Improvements
Since this was my first ever Kaggle competition and Machine Learning project, I was familiar with and could implement only the basics that I detailed. There were a lot more things I could have done.
-
Feature Engineering: I did only the minimum feature engineering, that is, feature selection with VarianceThreshold.
Instead, if I had studied each feature carefully with some EDA, measure feature importance with Mutual Information, and generated more useful features with clustering of important features, or PCA of features with highest linear correlation with target, or simple numerical operations on most important features, that could have improved my model significantly.
-
Hyperparameter Tuning: I performed hyperparameter tuning with GridSearchCV. But this was suboptimal since GridSearchCV can only scan through a limited number of options, tests all options in a brute force manner consuming a lot of time, and cannot be applied to something like StackingClassifier directly.
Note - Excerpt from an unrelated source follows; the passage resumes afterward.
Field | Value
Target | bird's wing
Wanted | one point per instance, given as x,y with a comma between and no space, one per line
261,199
Instead, if I had used a framework like Optuna which uses a principled algorithm to scan through a wide range of combinations of parameters and can be used on StackingClassifer directly, that could have given me a more optimal estimator.
-
MLOps: I made a pipeline for encoding, imputing, scaling and transformation, then detected and removed outliers, then rebalanced classes through oversampling, then removed redundant features and finally applied the estimator.
All these steps, I applied individually to both th train and test data. But given a completely new datapoint, how do I apply all these steps in a single go to classify it?
This could have been done if a made a class with methods to perform each of the steps, and a final method to perform everything in a single go. Given any sample, this class methods could have been used on it directly to classify it.